Hot Peppers and Other Spices
Some like it hot – hot and peppery, that is. You may have heard that hot peppers and the spice cayenne pepper boost resting metabolic rate. How might it do this? The active ingredient in hot peppers is capsaicin, a compound that has anti-inflammatory properties too. However, hot peppers contain dihydrocapsiate, another compound in the same family as capsaicin. It too has thermogenic properties. Studies suggest that these compounds working together could boost metabolic rate by 8%, a modest increase. However, research also shows you’d have to eat large quantities of hot peppers to lose weight. Because of their tongue-tingling heat, that would be hard to do. Enjoy hot peppers and other spicy foods, but don’t count on them to trim your waistline unless you’re making other lifestyle changes that support weight loss.
Another hot spice is ginger, best known for relieving nausea and for its anti-inflammatory benefits. One study found that subjects who drank warm, ginger water with 2 grams of ginger powder with a meal burned 43 more calories than drinking warm water without ginger. Plus, ginger boosts satiety and decreases hunger too.
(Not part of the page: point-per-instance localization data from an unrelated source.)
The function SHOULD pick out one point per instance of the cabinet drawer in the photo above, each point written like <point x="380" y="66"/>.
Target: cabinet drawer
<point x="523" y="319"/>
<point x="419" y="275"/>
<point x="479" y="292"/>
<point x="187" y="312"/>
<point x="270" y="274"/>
Science-Backed Ways to Boost Your Metabolic Rate
As you can see, the impact that specific foods and beverages have on resting metabolic rate is modest. In other words, drinking green tea and coffee and eating spicy foods isn’t a sure-fire prescription for weight loss. What matters most is the totality of your lifestyle. Exercise is an important part of the equation. Studies show that a single, high-intensity exercise session boosts metabolic rate for hours afterward. Plus, strength training helps you burn more calories even at rest by building more metabolically active muscle mass. The effects are modest, but you will also improve your body composition. More muscle mass is metabolically healthy too.
The Bottom Line
Are there foods and beverages that will boost your resting metabolic rate? Yes, but you have to consume a lot of them and it’s not always practical or healthy to do so. Don’t focus too much on foods that boost your resting metabolic rate. The benefits are modest. Instead, structure your meals around nutrient-dense food sources. Make sure you’re consuming enough protein because it, too, takes more energy to break down than carbohydrates or fat. Plus, protein-rich foods help you stay satiated and consume less overall.
Make sure you’re exercising too, including weight training. Building more muscle is one of the best things you can do for your physique and your metabolic health. If you enjoy metabolism-boosting foods like coffee, green tea, and spices, include them in your diet. They have health benefits. But don’t count on them to help you slim down without making other lifestyle changes.